Characterization of alternative mRNA 3'-processing in mouse progenitor B-cell lymphoma.

摘要

The molecular bases of cancer development are highly complex, and defy easy characterization. Studies of gene deregulation in cancer have typically focused on transcriptional control, but an emerging picture shows that post-transcriptional processing and regulation can also cause critical changes in gene expression.

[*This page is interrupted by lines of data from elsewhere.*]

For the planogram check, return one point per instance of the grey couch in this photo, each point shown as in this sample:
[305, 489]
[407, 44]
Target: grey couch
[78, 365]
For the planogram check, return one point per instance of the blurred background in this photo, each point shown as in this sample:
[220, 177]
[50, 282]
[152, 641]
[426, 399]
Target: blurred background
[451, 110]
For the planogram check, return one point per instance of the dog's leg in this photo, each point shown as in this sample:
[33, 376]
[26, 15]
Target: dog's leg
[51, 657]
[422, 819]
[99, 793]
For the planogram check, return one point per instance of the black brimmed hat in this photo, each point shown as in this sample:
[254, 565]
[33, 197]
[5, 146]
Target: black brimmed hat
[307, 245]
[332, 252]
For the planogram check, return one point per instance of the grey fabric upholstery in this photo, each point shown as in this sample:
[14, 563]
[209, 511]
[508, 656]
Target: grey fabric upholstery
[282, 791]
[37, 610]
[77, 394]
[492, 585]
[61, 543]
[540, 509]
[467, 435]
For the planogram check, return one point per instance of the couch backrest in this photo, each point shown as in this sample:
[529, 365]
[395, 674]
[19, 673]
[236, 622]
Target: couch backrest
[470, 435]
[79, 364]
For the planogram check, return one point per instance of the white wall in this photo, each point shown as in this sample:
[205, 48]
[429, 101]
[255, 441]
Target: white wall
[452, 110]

Using a mouse model of pre-B cell acute lymphoblastic leukemia (preB-ALL), the major cancer of early childhood, I have investigated connections between mRNA processing and lymphoid neoplasia.;Mice doubly deficient in p53 and critical DNA repair factors develop lymphomas that fall into three subsets with distinct survival curves but similar histology and overall gene expression profiles. A probe-level analysis of the microarray data reveals characteristic differences in mRNA processing amongst the three tumor subtypes. I observed significant changes of mRNA processing in ∼400 genes, many of which are implicated in cancer pathogenesis. My approach specifically seeks to identify 3'-untranslated region (3'-UTR), which aberrantly exclude or include regulatory elements from the mRNA (e.g., miRNA or RNA-binding protein target sequences), creating the potential to corrupt post-transcriptional regulation of these genes. Preliminary sequence analysis of alternatively processed genes shows putative evidence of alterations in miRNA activity. Additionally, increased protein expression of a critical polyadenylation trans-factor in the tumors suggests that the polyadenylation machinery also plays an active role in the alternative processing.;Importantly, genes that show exclusive differential processing in each tumor subtype define signatures that can be used for tumor classification. An internal cross-validation analysis demonstrated that these signatures correctly classified subtypes with 55-80% accuracy. This suggests that alternative mRNA 3'-end processing could provide powerful new diagnostic or prognostic markers. Moreover, my data leads to novel insights into the molecular mechanisms of tumorigenesis. Finally, my findings emphasize the critical importance of measuring changes in transcript processing, as well as overall levels, to understand altered expression during tumorigenesis.